Karp’s mouth snapped open to reply, but he shut it as Fulton pulled the Lincoln town car up to the curb. He allowed Stupenagel to get in first, followed by Murrow. As they headed back downtown on Central Park West before cutting over to Broadway, he kept his face turned to the window. Maybe it is hopeless, he thought, and maybe I don’t need the grief. Let someone else fail the next Jumain Little. But his wallowing in self-doubt was interrupted by a woman’s voice from a long time ago. “You may never be the big fish in the big pond—”
Another female voice interrupted his recollection. “Since you’re feeling all nice and chatty,” Stupenagel said, “I’d like to ask you a few questions.”
Karp sighed. “Fire away.”
“That speech back at the church sounded an awful lot like a man who has made a decision to run for office,” s
he said.
“There you go,” he said, sounding a little more irritated than he intended, “the press jumping to conclusions as usual. If I decide to run, you’ll be one of the first to know. But I haven’t decided anything.”
“Man, lighten up, Karp,” Stupenagel said. “Here,” she said as she began digging around in the garbage bag–size purse she carried. A box of condoms (“ribbed for her pleasure”), three lipsticks of varying shades of pink, and a large cigar fell out before she located what she was looking for—a pint of Don Pedro brandy. “Medicinal purposes,” she said as she twisted off the top and took a swig before passing it to Murrow, who dutifully took a sip and handed it to Karp.
An infrequent and unenthusiastic drinker, Karp nevertheless took a large gulp and made a bitter face. He started to pass the bottle back to Stupenagel, but she nodded to hand it back to Murrow, who declined.
“What’s the matter, Murry baby, afraid I’m going to get you drunk and sit on your face until one of us cries uncle?” she asked.
Murrow turned red but tried for the snappy comeback. “Can I use a snorkel?”
Stupenagel smiled and leaned over to stage-whisper in his ear. “You can use any toy you want, big boy. And if you run out of gadgets, I have a whole closet full.”

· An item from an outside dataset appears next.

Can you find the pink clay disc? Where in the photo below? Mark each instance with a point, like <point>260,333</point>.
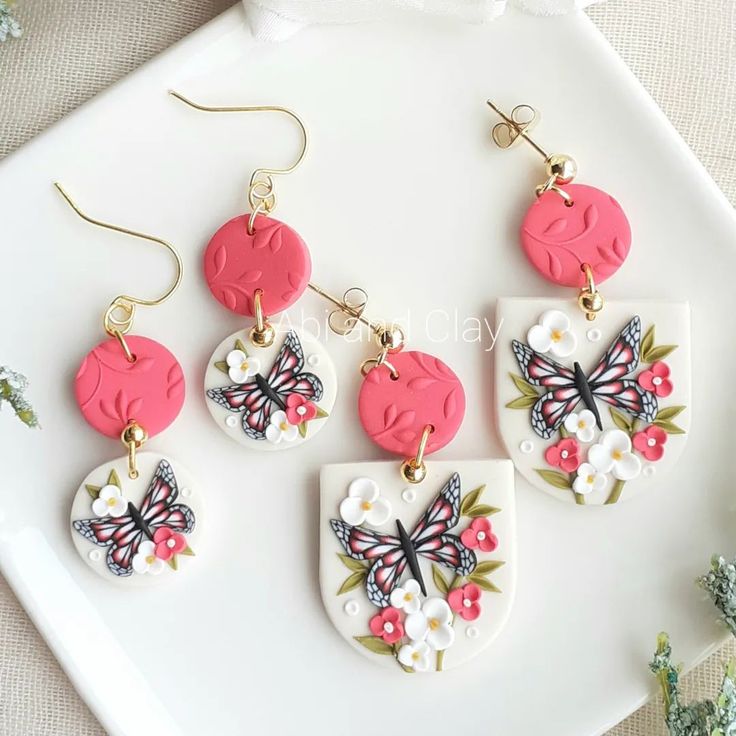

“Better load up on batteries, Murrow,” Karp said. “The woman once took on the entire New York Jets team to get a story about Joe Namath.” Ever since he’d known Stupenagel they’d batted the sexual banter back and forth like a hormonal tennis ball. When he told Marlene about Stupenagel’s lighthearted come-ons, she’d simply shrugged and said the journalist had acted the same way toward Marlene’s boyfriends in college. “I don’t expect her to behave,” Marlene had said. “However, I’d cut your balls off with a dull knife.”